Noé García Gómez

Terminó la espera en el partido del presidente Peña Nieto, los años, meses y las últimas e intensas semanas, que tuvieron en suspenso a los opinadores cafeteros, los psicoanalistas de los intríngulis del poder, a los reporteros de la fuente presidencial. Meses y semanas que emocionados buscaban, interpretaron y una explicación a todo tipo de lo que ellos creían señales.

Al fin respiraron y se embriagaron por “la brillante” decisión, toda la semana han hablado de cómo el tapado, fue destapado y tiene más virtudes que los llamados Siete Sabios mexicanos, ¡hasta ha viajado en metro!, ¡válgame! Así de terrenal, no le ha importado mezclar su fino traje de lana inglesa trabajando artesanalmente a mano, con los outfitmade in lagunilla.

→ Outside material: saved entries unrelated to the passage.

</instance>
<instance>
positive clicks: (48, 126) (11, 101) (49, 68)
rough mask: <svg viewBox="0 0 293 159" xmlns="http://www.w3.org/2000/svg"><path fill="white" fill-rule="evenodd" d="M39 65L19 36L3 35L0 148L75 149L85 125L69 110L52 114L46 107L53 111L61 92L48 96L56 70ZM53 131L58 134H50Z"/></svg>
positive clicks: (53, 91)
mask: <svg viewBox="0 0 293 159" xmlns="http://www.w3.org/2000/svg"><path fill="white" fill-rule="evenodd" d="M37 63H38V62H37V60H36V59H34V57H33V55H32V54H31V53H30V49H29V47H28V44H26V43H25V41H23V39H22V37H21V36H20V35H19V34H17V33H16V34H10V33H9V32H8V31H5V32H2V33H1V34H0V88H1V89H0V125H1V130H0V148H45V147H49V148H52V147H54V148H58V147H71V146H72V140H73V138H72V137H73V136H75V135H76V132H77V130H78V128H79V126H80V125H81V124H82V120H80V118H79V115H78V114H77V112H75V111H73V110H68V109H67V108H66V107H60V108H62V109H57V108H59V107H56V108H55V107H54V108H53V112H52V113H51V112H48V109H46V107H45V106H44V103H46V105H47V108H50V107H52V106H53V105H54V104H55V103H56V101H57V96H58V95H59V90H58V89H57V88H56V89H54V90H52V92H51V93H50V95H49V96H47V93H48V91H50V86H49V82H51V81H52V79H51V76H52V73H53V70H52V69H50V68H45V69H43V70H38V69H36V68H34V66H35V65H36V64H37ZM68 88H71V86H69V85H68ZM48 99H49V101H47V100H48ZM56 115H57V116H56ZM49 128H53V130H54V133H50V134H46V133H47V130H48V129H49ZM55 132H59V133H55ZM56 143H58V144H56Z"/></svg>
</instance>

Sí, el presidente se decantó por lo que ellos dicen que es una mezcla entre un ciudadano común y un supersecretario, ya que ha trabajado en tres administraciones federales, y en sus últimas dos ha ocupado cargos de primer nivel.

Hacienda, Relaciones Exteriores, Sedesol; por él pasaron decisiones como la compra del avión presidencial de…, un incremento del 207% en la deuda con Calderón y 240% más con Peña Nieto, los gasolinazos, la liberalización del precio de las gasolinas, un aumento en la pobreza del 3.4%, aumentos en la tarifas del gas y la electricidad. En los años 90 les llamaban tecnócratas, esos que tomaban grandes decisiones, que parecían malas, pero eran realmente malísimas, solo que argumentadas con tecnicismos.

Pero hay que reconocer que la operación mediática y en redes ha sido radiante, circularon fotos de él de su juventud e infancia, declaraciones de su esposa, un desayuno con agua Perrier con el secretario de Gobernación; y una intensa gira en medios donde le preguntaron cosas “tan bonitas” que Paty Chapoy se pondría celosa. El toque “serio” lo dieron los sondeos twiteros donde 120mil cuentas de twitter votaron que está en la disputa contra Andrés, el frente pelea el tercer lugar con los independientes, sondeos twitteros que los vendieron, que son más serios que los estudios científicos del CIDE y la UNAM. Peccata minuta que la reactivación del dedazo sea una de las expresiones más antidemocráticas y pedantes del viejo régimen, ese régimen priísta que queríamos dejar atrás.

Hoy se ve un priísmo esforzándose por demostrar que la decisión fue acertada, aunque eso signifique que quien mejor representaba sus principios (Osorio Chong), un priísta de cepa y el mejor posicionado quedó relegado; como con Zedillo, hoy ganaron los tecnócratas, pero súper cargado de ciudadanismo (como si se comprara en Mazarik).

En su interior, los priistas saben que abre una caja de pandora, hoy cualquier funcionario sin militancia partidista y que haya trabajado por otro partido podrá exigir ser candidato por encima de la regla de la disciplinada fila de los méritos partidistas y la lealtad al partido. Que ese perfil no es atractivo para sus bases, principal arma electoral del PRI, que los apellidos y linaje no entusiasmaran a los operadores de colonia “hay que apoyar a ´Made Kurirrebeña´ ese pues, el que dice el líder que es súper listísimo y bien ciudadano”.

Hoy el PRI con este ciudadanazo súper secretario nos dice, otra vez, que es un nuevo PRI, los mismo del 2012 donde se tenía una nueva generación encabezada por el entonces gobernador Enrique Peña Nieto y escoltado por Rodrigo Medina, Roberto Borge, Rubén Moreira, además César y Javier Duarte todos con procesos judiciales. Pero el nuevo PRI de hoy ciudadano y preparado.

Me viene a la mente el final de la gran película “Sospechosos Comunes” donde el personaje de Kayser Soze dice “el mayor engaño que el diablo ha realizado, fue hacerle creer al mundo que no existía”, hoy el PRI nuevamente le quiere hacer creer que el viejo PRI ya no existe.